若大将対青大将

2015年01月22日 木曜日

岩内克己監督、加山雄三主演の1971年の映画「若大将対青大将」。
若大将シリーズ17作目。

若大将シリーズなのにほぼ主役は青大将。青大将のやっとの大学卒業から始まり、就職して、やたらと色んな女性の尻を追い駆け回すという何時もの展開だけれど、そこに若大将が全然いないという変な映画になってしまっている。

社会人編も二作目位からすでにグダグダして、前作「俺の空だぜ!若大将」は完全に大学生編に逆戻りな以前と同じ展開に戻ってしまいグッチャグチャになってしまっていたけれど、今作は更に意味不明な展開に。
若大将シリーズなのに若大将はほとんど出て来ず、主役は完全に青大将。しかも、始めに前作から出て来た大矢茂演じる後輩の太田に「若大将を譲る!」と意味不明な名前の継承が行なわれ、ついでに青大将も後輩に名前を譲り、その太田がまるで以前の大学生編の様な展開をやってしまうのだから、「誰の映画で、今までのシリーズの意味は?」と疑問しか出て来ない訳の分からない展開で、ただただ酷さしか見えない。これまで主役だった、主役であるはずの加山雄三の若大将がほとんど出て来ない上、これまで様々な場面で盛り上げて来た田能久の田沼家の人々も一切出て来ず、最早若大将である必要も無い始末。
しかも、二代目若大将になった太田を演じる大矢茂は演技は酷いし、そもそもの光るモノが無く、凄い普通な人で全然映画を引っ張れず、しかも二代目若大将と言う割に出番は少なく、これでまだ大矢茂で若大将シリーズが続いたのなら顔見せ的な映画として意味もあるのだろうけれど、大矢茂のスター性の無さなのか、若大将を受け継いだ大矢茂では若大将シリーズが一切作られていないのだから、この映画の立ち位置さえグダグダ。

今回久々に青大将の強姦未遂が出て来るのだけれど、毎度若大将に対する当てつけで行動する節子さんは、日本に若大将がおらず、別に青大将の誘いに乗る必要も無いのに何故か付いて行ってしまい、結局どっちにも共感出来ないという、ここでも酷い展開が出てしまう。
その節子さんを助けるのが新若大将の太田なんだけれど、そんな助ける展開ならそこから節子さんと太田の恋愛関係に発展するのかと思いきや、そんな事は一切無く、何で太田に本来若大将がやるべき役をやらせたのかも意味不明。
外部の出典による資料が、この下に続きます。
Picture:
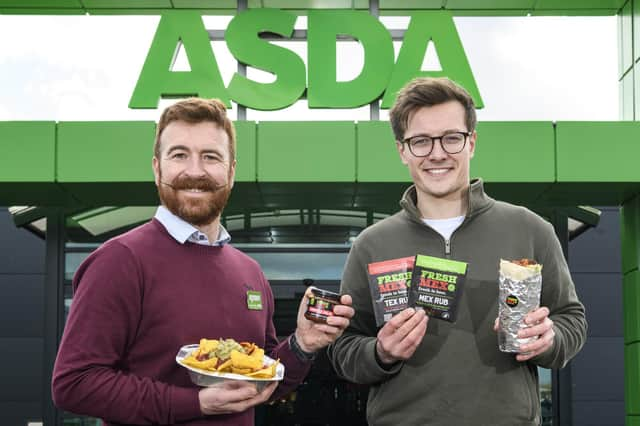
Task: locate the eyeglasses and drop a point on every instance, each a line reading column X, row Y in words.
column 451, row 143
その太田の恋人役でほぼ節子さんと同じ感じの女性も出て来るのだから、人物の役割が更にグチャグチャしている。

この後に「帰ってきた若大将」が作られてはいるけれど、この映画から十年後のおまけ的な映画で、実質的な若大将シリーズの最終作と言ってもいいこの映画なのに、何故か加山雄三の若大将が全然主役になっておらず、急に今まで若大将の引き立て役だった青大将が主役になってしまい、そこに二代目若大将が出て来てしまい、最早誰を中心に見せたいのかさっぱり分からず、もう構成がグチャグチャし過ぎて目も当てれない。まだそれでおもしろくなればいいのだけれど、これが全てが散漫でグダグダしっ放しで脚本もつまらなく、物語映画ではなく加山雄三歌謡ショーの記録映像だった特殊な「歌う若大将」を除けば、シリーズでもっと酷い駄作。特に今まで以上の対決がある訳でもないのに、なんで「若大将対青大将」なのかもよく分からないし。ここまで酷くなって、やっとシリーズが終了したって、当時の映画界の商売姿勢は今以下の凄いモノだったのか…。